Yakın geçmişte IKBY’nin referandum kararı almasıyla Türkiye bol sitem dolu tepkisini dile getirmişti. Herkesin ısrarla susmayı tercih ettiği o zaman da çıkıp usulünce “yapmayın etmeyin bizim bizden başka dostumuz yok Ortadoğu’da. İki ülkenin geçmişe dayalı köklü dostluk bağları var. Biz ayrışmak yerine daha da kenetlenmeliyiz. Tamam, sitem edin fakat dostluk temelinde sağlamlaşmış ticaret, kültür ve sosyal kaynaşmaya ait bağları koparmayın...”dedim ve yazdım fazlasıyla. Çünkü gönül köprülerinin kapatılmasıyla her iki ülke insanı da çok mutsuz olmuştu.

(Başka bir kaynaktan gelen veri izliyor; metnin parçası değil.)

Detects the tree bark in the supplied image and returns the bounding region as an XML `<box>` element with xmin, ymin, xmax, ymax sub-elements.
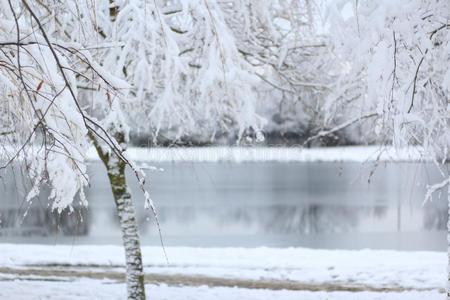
<box><xmin>91</xmin><ymin>134</ymin><xmax>145</xmax><ymax>300</ymax></box>
<box><xmin>445</xmin><ymin>185</ymin><xmax>450</xmax><ymax>300</ymax></box>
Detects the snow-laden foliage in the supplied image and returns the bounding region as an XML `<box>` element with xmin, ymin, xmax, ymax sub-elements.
<box><xmin>0</xmin><ymin>0</ymin><xmax>331</xmax><ymax>211</ymax></box>
<box><xmin>325</xmin><ymin>0</ymin><xmax>450</xmax><ymax>159</ymax></box>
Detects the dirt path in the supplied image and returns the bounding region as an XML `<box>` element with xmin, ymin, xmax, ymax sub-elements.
<box><xmin>0</xmin><ymin>265</ymin><xmax>442</xmax><ymax>292</ymax></box>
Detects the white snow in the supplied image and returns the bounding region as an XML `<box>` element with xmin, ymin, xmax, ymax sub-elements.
<box><xmin>87</xmin><ymin>146</ymin><xmax>429</xmax><ymax>162</ymax></box>
<box><xmin>0</xmin><ymin>280</ymin><xmax>444</xmax><ymax>300</ymax></box>
<box><xmin>0</xmin><ymin>244</ymin><xmax>447</xmax><ymax>290</ymax></box>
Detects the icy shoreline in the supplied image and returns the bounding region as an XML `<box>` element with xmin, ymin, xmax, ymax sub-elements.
<box><xmin>87</xmin><ymin>146</ymin><xmax>426</xmax><ymax>162</ymax></box>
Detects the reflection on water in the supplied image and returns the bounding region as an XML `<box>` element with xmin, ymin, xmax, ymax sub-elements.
<box><xmin>0</xmin><ymin>162</ymin><xmax>447</xmax><ymax>250</ymax></box>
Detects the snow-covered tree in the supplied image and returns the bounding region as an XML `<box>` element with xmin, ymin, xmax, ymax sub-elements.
<box><xmin>324</xmin><ymin>0</ymin><xmax>450</xmax><ymax>299</ymax></box>
<box><xmin>0</xmin><ymin>0</ymin><xmax>328</xmax><ymax>299</ymax></box>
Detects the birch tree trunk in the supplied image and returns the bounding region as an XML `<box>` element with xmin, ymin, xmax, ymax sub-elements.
<box><xmin>445</xmin><ymin>185</ymin><xmax>450</xmax><ymax>300</ymax></box>
<box><xmin>94</xmin><ymin>133</ymin><xmax>145</xmax><ymax>300</ymax></box>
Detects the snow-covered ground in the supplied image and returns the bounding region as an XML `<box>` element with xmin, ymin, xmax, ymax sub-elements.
<box><xmin>87</xmin><ymin>146</ymin><xmax>427</xmax><ymax>162</ymax></box>
<box><xmin>0</xmin><ymin>279</ymin><xmax>444</xmax><ymax>300</ymax></box>
<box><xmin>0</xmin><ymin>244</ymin><xmax>446</xmax><ymax>299</ymax></box>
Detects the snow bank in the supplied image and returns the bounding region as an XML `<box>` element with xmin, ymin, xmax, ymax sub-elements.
<box><xmin>0</xmin><ymin>280</ymin><xmax>444</xmax><ymax>300</ymax></box>
<box><xmin>0</xmin><ymin>244</ymin><xmax>447</xmax><ymax>290</ymax></box>
<box><xmin>87</xmin><ymin>146</ymin><xmax>425</xmax><ymax>162</ymax></box>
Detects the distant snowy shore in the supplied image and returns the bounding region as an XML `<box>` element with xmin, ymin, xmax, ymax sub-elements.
<box><xmin>87</xmin><ymin>146</ymin><xmax>425</xmax><ymax>162</ymax></box>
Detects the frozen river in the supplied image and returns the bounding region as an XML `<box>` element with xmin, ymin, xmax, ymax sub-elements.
<box><xmin>0</xmin><ymin>162</ymin><xmax>447</xmax><ymax>251</ymax></box>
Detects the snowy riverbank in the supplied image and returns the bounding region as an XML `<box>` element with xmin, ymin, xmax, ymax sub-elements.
<box><xmin>0</xmin><ymin>244</ymin><xmax>446</xmax><ymax>299</ymax></box>
<box><xmin>87</xmin><ymin>146</ymin><xmax>425</xmax><ymax>162</ymax></box>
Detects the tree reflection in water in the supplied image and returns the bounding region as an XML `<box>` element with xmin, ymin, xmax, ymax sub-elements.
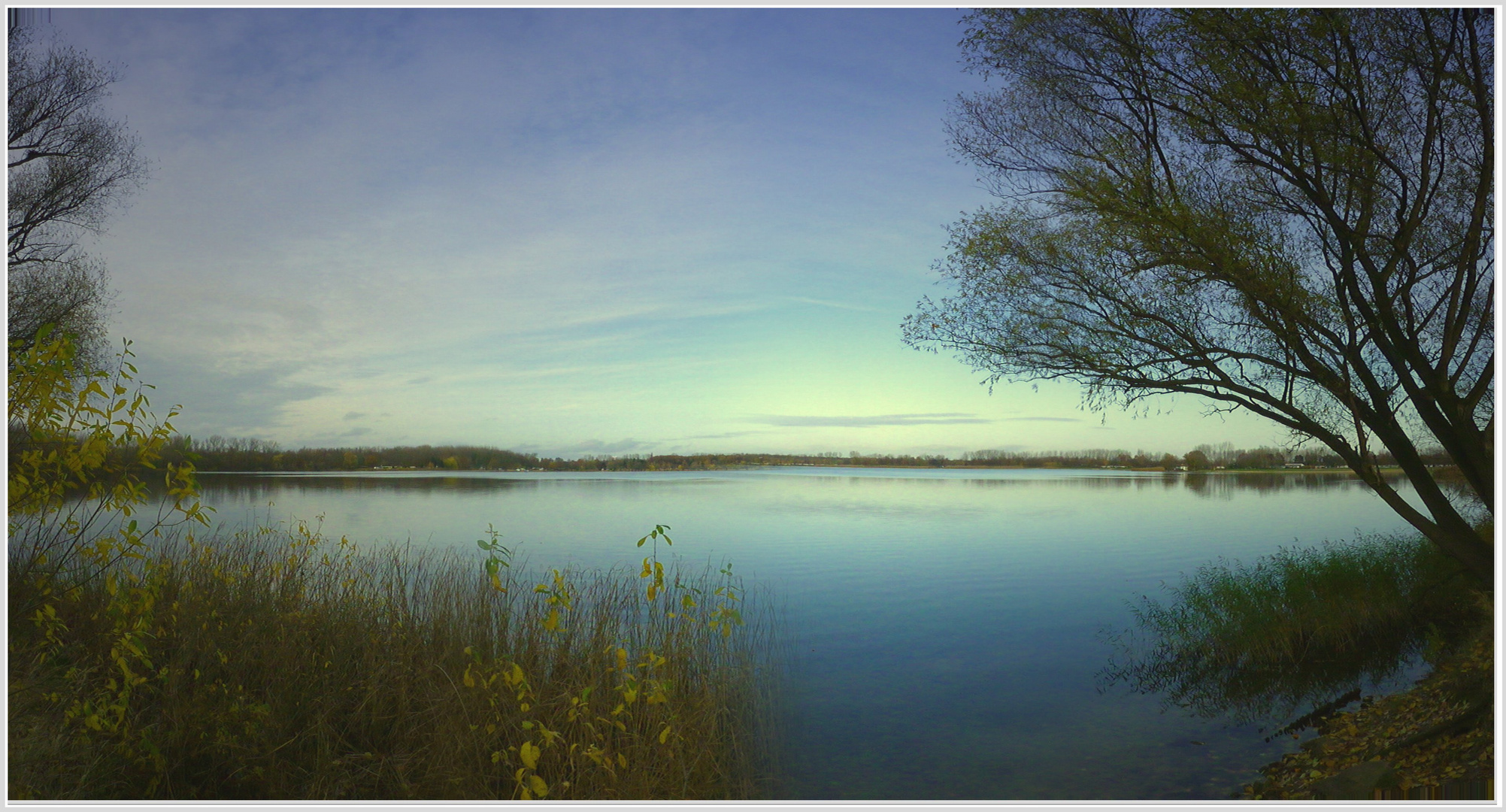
<box><xmin>1099</xmin><ymin>536</ymin><xmax>1482</xmax><ymax>732</ymax></box>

Şükürler olsun ki toplumdan yükselen sağduyu sesleri karşılık buldu ve ilişkiler yeniden olumlu yönde boy vermeye başladı. Henüz istenen seviyede olmasa dahi karşılıklı adımların atılması bölge adına umut verici.
Türkiye açısından çok verimli olacak bu uçuş hattının iyi ve doğru değerlendirilmesi, geliştirilmesi, şartların uçuşları teşvik edici yönde iyileştirilmesi, yaygınlaştırılması ve pek çok kademe ile desteklenmesi gerekiyor. Sadece karşılıklı gidiş gelişlerden kazanç sağlamak beklentisinden ziyade her iki ülke kendi lehine nasıl fayda görür penceresinden bakmak gerekir. Yani Erbil-Diyarbakır ve Gaziantep hattı amaç değil araç olmalı.
Neden mi?
Türkiye, IKBY’nin tüm ihtiyaçlarını karşılayacak altyapıya ve güce sahip bir ülke.
Başta ticaretin her kademesi olmak üzere eğitim, sağlık ve turizm açısından Türkiye Ortadoğu’nun vazgeçilmezi. Ve insanoğlu için zaman bu kadar kıymetli iken Erbil Diyarbakır arasını on iki saatte almak yerine bir saatte almayı kim istemez?
Ak Parti Diyarbakır Milletvekili Mehmet Mehdi Eker’in bu uçuşların başlamasında çok büyük emekleri olduğunu buradan bir kez daha belirtmek ve tebrik etmek istiyorum.
Vekil Eker ve Diyarbakır Ticaret Odası ile birlikte uçuşların başlamasında emekleri bulunan Batman Ticaret Odası Başkanı Abdülkadir Demir ile uçakta ettiğimiz sohbette, başlayan bu uçuşlardan Güneydoğu’nun nasıl en üst seviyede faydalanması gerektiğini konuştuk.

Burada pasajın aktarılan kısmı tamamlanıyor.